C’est dire que Sibelle, justement, et toute la maisonnée avec elle, ont écarté d’emblée que je puisse être d’une quelconque utilité quand décision fut prise de rénover les façades de notre demeure, sur les hauteurs du village. Nous avons ainsi sollicité un professionnel de la profession, un artisan, un vrai, un ancien compagnon, un expert. Et surtout un amoureux de la pierre. D’abord effrayée par le remue-ménage provoqué par le début du chantier, Sibelle, durant quelques jours, s’est éloignée de la maison, ne rentrant qu’en soirée, quand le calme était revenu. Puis, ma tigresse, par ailleurs fort curieuse comme tous ses congénères, a fini par consentir à observer les travaux. Et à être fascinée, à son tour, par l’adresse de l’homme de l’art.
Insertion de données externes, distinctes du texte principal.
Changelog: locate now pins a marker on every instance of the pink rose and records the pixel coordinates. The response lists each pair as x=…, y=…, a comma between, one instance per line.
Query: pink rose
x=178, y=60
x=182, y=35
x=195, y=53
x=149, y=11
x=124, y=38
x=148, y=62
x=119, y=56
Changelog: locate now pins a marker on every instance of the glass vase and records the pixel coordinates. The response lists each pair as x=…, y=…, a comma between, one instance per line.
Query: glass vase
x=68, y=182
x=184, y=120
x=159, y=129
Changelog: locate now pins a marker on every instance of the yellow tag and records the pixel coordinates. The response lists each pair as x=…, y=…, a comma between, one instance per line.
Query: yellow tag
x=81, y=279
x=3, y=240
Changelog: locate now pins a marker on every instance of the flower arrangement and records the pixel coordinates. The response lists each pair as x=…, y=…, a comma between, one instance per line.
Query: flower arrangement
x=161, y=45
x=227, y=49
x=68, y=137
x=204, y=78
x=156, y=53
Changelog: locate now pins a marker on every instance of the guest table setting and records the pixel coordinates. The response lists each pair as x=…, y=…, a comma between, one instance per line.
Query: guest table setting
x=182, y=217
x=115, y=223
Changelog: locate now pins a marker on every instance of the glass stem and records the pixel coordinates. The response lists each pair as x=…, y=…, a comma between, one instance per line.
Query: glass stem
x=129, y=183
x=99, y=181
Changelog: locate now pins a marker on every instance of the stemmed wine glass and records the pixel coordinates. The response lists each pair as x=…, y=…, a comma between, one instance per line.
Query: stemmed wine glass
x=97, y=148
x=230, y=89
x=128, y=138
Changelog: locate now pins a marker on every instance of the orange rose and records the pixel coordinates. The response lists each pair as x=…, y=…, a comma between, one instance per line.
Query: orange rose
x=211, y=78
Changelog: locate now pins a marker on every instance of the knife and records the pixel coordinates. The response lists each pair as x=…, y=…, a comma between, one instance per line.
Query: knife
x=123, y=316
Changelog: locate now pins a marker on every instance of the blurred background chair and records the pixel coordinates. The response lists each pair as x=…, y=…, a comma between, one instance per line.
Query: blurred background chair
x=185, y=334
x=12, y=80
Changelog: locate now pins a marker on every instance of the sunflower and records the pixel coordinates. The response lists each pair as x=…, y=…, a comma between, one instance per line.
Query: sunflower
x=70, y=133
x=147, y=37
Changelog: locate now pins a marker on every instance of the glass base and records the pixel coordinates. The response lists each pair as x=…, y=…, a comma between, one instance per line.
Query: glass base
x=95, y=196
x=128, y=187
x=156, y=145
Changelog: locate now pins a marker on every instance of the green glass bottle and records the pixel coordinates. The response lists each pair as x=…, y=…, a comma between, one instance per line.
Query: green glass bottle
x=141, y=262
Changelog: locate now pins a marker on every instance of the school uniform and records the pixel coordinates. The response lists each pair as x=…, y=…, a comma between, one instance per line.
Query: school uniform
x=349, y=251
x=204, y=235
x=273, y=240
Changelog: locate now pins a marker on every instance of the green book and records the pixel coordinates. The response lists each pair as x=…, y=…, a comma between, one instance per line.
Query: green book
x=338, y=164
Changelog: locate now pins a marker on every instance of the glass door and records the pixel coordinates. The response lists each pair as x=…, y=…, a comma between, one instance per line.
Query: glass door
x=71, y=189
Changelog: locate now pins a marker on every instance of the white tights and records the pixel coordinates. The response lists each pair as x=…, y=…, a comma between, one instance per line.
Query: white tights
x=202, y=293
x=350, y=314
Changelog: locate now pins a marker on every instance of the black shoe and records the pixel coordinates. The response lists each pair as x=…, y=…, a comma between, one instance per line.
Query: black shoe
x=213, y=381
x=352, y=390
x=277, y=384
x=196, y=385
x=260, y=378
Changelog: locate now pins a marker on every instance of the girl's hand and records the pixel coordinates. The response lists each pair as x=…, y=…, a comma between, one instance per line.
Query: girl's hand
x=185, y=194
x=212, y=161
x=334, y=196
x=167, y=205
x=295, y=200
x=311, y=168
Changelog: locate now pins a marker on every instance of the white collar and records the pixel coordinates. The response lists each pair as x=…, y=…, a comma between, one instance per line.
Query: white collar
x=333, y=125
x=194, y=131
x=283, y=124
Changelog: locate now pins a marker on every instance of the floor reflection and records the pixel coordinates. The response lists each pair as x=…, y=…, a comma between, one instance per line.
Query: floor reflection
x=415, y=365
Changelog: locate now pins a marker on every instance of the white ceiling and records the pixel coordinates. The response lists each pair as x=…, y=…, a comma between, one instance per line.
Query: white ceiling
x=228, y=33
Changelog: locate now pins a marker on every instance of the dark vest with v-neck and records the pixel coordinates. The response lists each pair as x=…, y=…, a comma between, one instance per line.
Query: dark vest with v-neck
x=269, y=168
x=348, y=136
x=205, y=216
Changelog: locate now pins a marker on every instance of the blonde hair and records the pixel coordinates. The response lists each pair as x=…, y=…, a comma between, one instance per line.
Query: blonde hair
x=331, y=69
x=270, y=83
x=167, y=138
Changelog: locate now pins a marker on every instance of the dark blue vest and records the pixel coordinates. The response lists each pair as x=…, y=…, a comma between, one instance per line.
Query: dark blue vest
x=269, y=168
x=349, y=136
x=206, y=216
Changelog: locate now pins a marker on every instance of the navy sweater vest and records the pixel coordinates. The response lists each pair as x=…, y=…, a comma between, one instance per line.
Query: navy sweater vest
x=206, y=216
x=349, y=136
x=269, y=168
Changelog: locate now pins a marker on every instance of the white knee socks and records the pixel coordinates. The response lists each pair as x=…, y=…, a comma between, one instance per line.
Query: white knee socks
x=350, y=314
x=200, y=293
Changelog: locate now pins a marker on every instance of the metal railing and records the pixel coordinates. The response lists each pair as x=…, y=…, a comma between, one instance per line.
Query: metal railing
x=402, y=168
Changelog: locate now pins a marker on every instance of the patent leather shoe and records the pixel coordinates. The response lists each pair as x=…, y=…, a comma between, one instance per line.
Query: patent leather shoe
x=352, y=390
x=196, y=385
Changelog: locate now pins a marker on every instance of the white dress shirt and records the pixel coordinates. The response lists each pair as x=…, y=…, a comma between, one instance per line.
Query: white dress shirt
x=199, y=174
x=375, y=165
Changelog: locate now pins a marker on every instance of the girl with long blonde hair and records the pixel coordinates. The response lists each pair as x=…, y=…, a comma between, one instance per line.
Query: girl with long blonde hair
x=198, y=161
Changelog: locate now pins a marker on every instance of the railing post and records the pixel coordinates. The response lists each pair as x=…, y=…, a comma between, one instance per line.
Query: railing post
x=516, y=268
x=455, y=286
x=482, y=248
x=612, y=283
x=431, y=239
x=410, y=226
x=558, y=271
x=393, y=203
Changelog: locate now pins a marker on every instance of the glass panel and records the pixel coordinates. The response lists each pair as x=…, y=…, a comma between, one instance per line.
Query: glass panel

Une dextérité qui s’accompagne d’un discours tout aussi révélateur.
« Il murmure à l’oreille des murs » a joliment résumé ma protégée. « L’autre jour, ayant passé un coup de jet d’eau avant de commencer à poser les joints, en parlant des pierres, il a dit qu’elles avaient soif. Que cela leur avait fait grand bien. Tu te rends compte ? Il parle des pierres comme si elles étaient vivantes » a encore remarqué Sibelle, fascinée et admirative. « C’est peut-être aussi qu’elles le sont » ai-je répondu. Sans me rendre compte, sur le moment, que cette phrase banale pouvait en fin de compte tenir lieu de sujet de bac philo…
Des amoureux de leur métier, il y a en a d’autres, dans nos campagnes. Alors que débute ce week-end le Salon de l’agriculture, comment ne pas penser à celles et ceux qui toute l’année durant, se lèvent à point d’heure pour nourrir leur bétail, labourer, semer, moissonner, vendanger ? Si j’osais, je citerais Voltaire en élargissant son célèbre précepte. Les paysans cultivent un grand jardin : la France. On sait les difficultés qui sont les leurs, la dureté du labeur, les charges financières, le défi permanent qui consiste à produire suffisamment pour nourrir plus de 60 millions de Français (sans parler de l’exportation) tout en préservant les ressources. On sait enfin, aussi, hélas, que pour beaucoup d’entre-eux, la fin du mois commence avant la fin de la première semaine.
Faut-il qu’ils aiment leur métier pour continuer. Faut-il que de petits riens, au fil de leurs journées-marathons, apaisent un peu leur vague à l’âme. Comme notre maçon qui parle aux pierres, sans doute savent-ils parler aux agneaux nés dans la nuit qui tremblent encore sur leurs pattes et qu’il faut guider vers leurs mères, aux grappes généreuses qui seront plus tard foulées et vinifiées, aux épis de blé qui attendent un peu de soleil ou à leurs cousins de maïs qui ont soif. Il leur faut trouver les mots justes, les mots qui encouragent ou qui consolent. Faut-il qu’ils aiment leur métier et la nature qui les entoure. Faut-il que parfois, entre deux allers retours sur leur tracteur, une simple pause d’une petite minute, ici ou là, assis sur un muret de pierres sèches, la vue du causse, d’une rivière qui serpente dans la plaine ou l’ombre d’un hêtre qui garde l’orée d’un vaste champ suffisent à les combler. Ou, à tout le moins, les requinquer pour la journée.